FIG. 8 is a block diagram of a single enlargement/reduction circuit.

The difference from FIG. 1 is that there is no high-speed decoding device 101, and there is no input buffer circuit 801. A change point detection circuit 802 and an input request circuit 803 are added.

The input cover sofa circuit 801 temporarily stores images input from the outside, adjusts the timing, and converts them into a change point detection circuit 802 and a parallel-to-serial conversion circuit 1o2 in 8-bit parallel format. The image is sent to the selector circuit 108. The change point detection circuit 802 is a circuit that examines color changes in the 8-bit image output from the input buffer 801, and sends the same signal as the high-speed decoding signal of the high-speed decoding device 101 to the selector circuit 1.
Output to 06. The input request circuit 803 is a circuit that requests image data from the outside, and the requested image data is input to the input buffer circuit 801. A decoding stop signal is received from the selector circuit 106, and when decoding is stopped, no image is requested from the outside. In addition, in 1-bit unit processing, when the parallel-serial conversion circuit 102 finishes converting 8 bits, it requests an image from the outside.
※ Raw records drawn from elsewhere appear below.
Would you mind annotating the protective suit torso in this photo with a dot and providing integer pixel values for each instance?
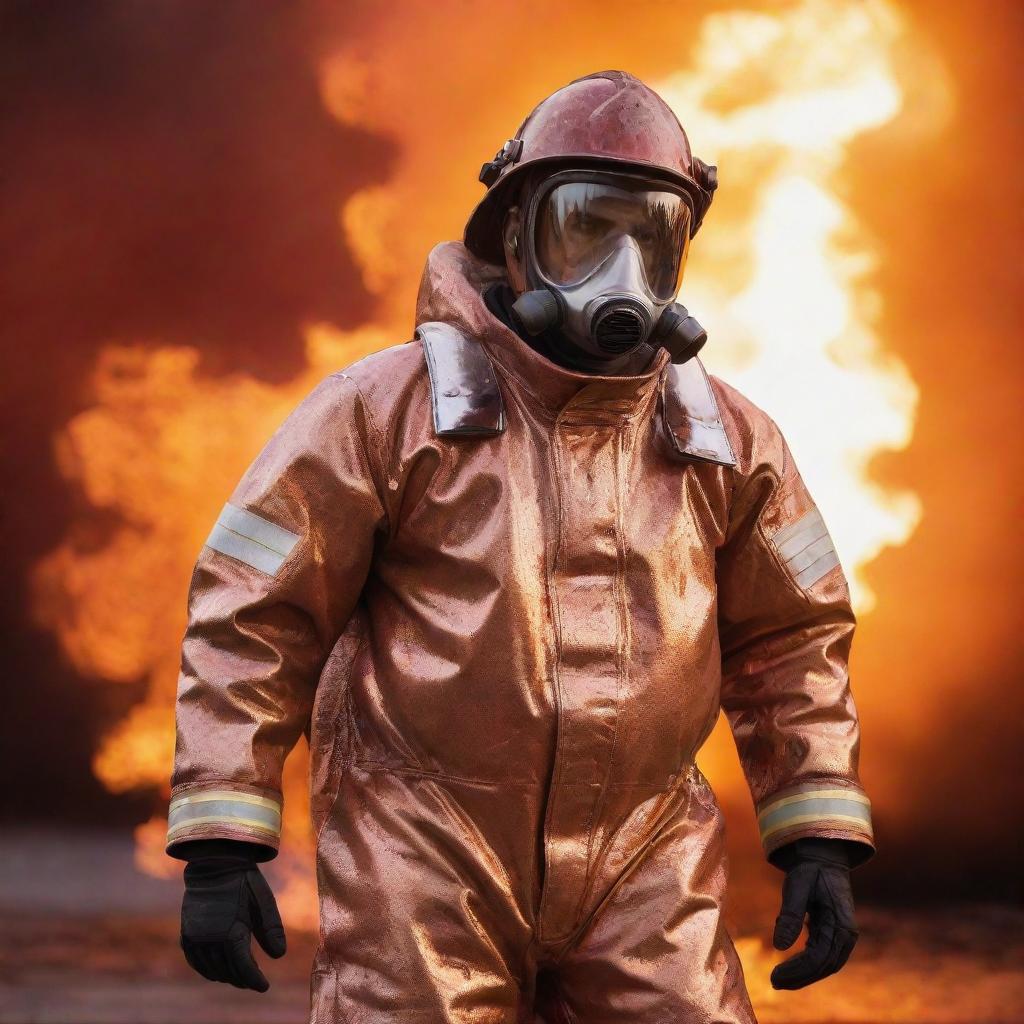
(508, 600)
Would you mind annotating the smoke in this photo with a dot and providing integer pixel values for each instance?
(170, 175)
(173, 173)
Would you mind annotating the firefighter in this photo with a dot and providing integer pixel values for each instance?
(504, 577)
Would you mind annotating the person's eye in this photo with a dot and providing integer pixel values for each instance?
(587, 223)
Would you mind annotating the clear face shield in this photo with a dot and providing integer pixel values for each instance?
(604, 258)
(582, 224)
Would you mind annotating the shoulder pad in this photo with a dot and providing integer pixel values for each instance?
(464, 394)
(691, 417)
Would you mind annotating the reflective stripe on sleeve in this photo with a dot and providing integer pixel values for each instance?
(806, 549)
(251, 539)
(847, 809)
(223, 807)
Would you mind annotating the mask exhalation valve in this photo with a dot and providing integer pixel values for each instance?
(619, 327)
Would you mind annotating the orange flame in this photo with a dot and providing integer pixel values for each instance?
(779, 275)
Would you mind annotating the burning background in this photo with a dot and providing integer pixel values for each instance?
(207, 207)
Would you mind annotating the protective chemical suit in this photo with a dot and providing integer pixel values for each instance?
(507, 601)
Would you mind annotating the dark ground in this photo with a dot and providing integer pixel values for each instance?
(85, 939)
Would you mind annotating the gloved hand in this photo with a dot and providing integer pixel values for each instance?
(817, 885)
(226, 901)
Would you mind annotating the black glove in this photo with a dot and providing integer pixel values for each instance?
(226, 901)
(817, 884)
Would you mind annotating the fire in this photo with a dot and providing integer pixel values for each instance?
(778, 111)
(780, 276)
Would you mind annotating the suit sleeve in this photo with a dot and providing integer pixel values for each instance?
(786, 626)
(273, 587)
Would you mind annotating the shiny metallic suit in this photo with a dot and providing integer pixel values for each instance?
(506, 601)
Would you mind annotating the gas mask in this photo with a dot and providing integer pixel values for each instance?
(603, 257)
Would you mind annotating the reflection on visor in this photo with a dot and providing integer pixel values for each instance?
(581, 222)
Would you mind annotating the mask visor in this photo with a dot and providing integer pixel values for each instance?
(580, 223)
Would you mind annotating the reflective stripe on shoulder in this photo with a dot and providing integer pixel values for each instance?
(806, 549)
(251, 539)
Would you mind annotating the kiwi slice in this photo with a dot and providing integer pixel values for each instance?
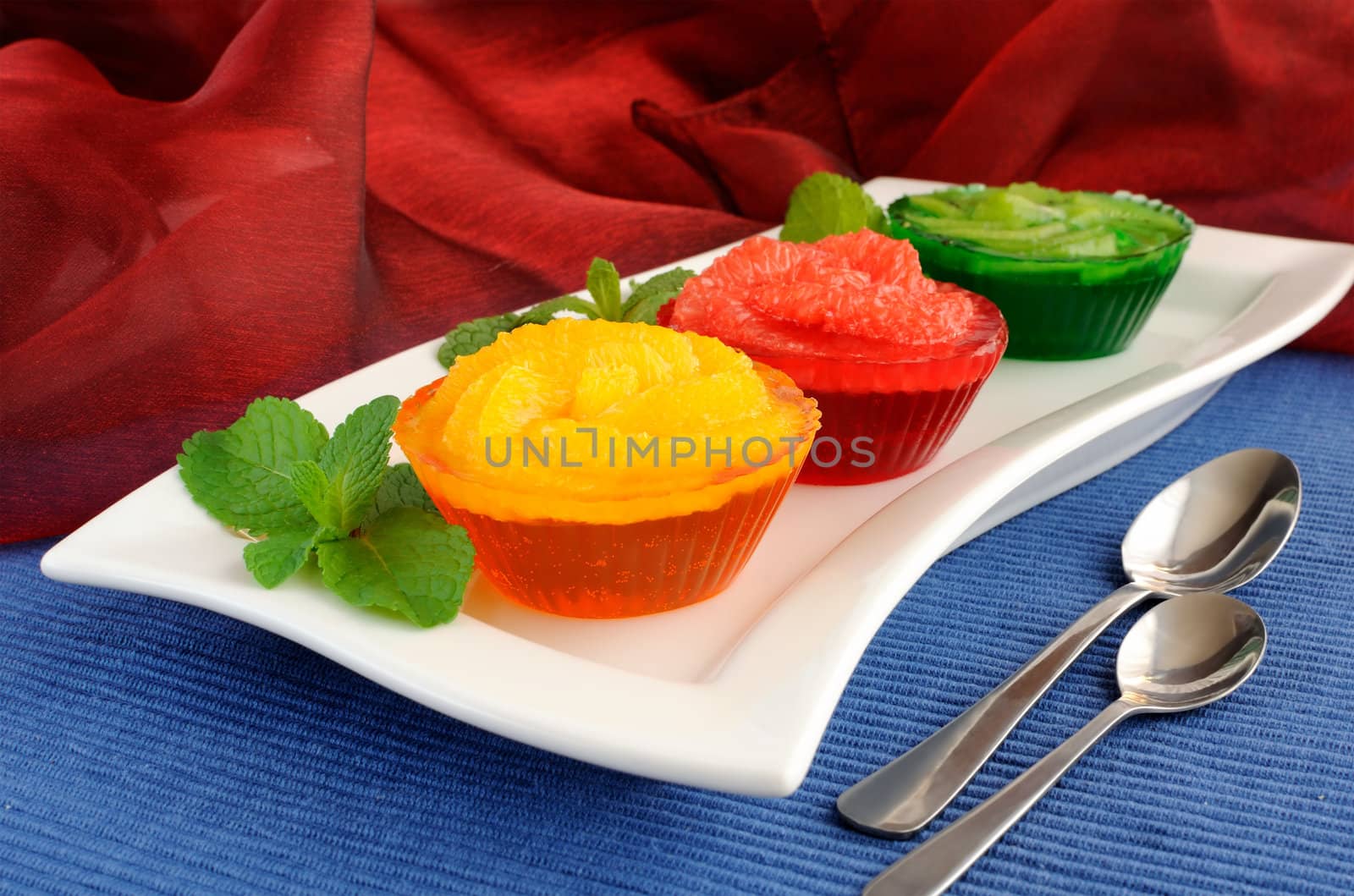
(1032, 221)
As is clear from the above explanation, the block diagram in FIG.
The same scaling process as in the block diagram in the figure can be realized and the same effect can be obtained.

〔Effect of the invention〕

According to the present invention, by selecting a plurality of control tables in image enlargement/reduction processing, wasteful processing time can be omitted, resulting in an effect of speeding up the processing.

[Brief explanation of the drawing]

FIG. 1 is a block diagram of a scaling circuit with a high-speed decoding device according to an embodiment of the present invention, FIG. 2 is a block diagram of a conventional scaling circuit with a decoding device, and FIG. 3 is a processing time chart of a conventional scaling circuit. Figure 4 is a time chart during the reduction processing of the block diagram in Figure 1, Figure 5 is a diagram showing the contents of the control table that implements the processing in Figure 4, and Figure 6 is an enlarged version of the block diagram in Figure 1. FIG. 7 is a diagram showing the contents of a control table for realizing the processing of FIG. 6, and FIG. 8 is a block diagram of a single enlargement/reduction circuit according to an embodiment of the present invention. 102...Parallel-serial conversion circuit. 103...Latch circuit. 104...Low speed control table ROM. 105...High speed control table ROM. 106...Selector circuit. 107...Serial-parallel conversion circuit. 108...Selector circuit. Ko 2 country Takuko 7th item

Claims (1)

[Claims] 1. In an image processing circuit comprising a control table and a circuit for thinning out and reducing an image according to signals from the control table, a circuit for copying and enlarging an image, or a circuit for both reduction and enlargement, a plurality of A high-speed image enlarging/reducing circuit characterized by providing a control table and selecting a control table that can be processed at the highest speed in accordance with the size of an area in which the color of an image does not change. 2. In an image processing circuit consisting of a control table and a circuit for thinning and reducing an image according to a signal from the control table, a circuit for copying and enlarging an image, or a circuit for both reduction and enlargement, one control table is provided, A high-speed image enlarging/reducing circuit characterized in that the contents of a control table are changed to those that can be processed at the highest speed in accordance with the size of an area where there is no change in color. 3. The contents of the plurality of control tables are stored together as one control table, and the address of the one control table is changed in accordance with the size of the area where the color of the image does not change. A high-speed image scaling circuit according to claim 1. 4. The high-speed image scaling circuit according to claim 1, further comprising an image decoding device and selecting a control table that can be processed at the highest speed based on change point information from the image decoding device.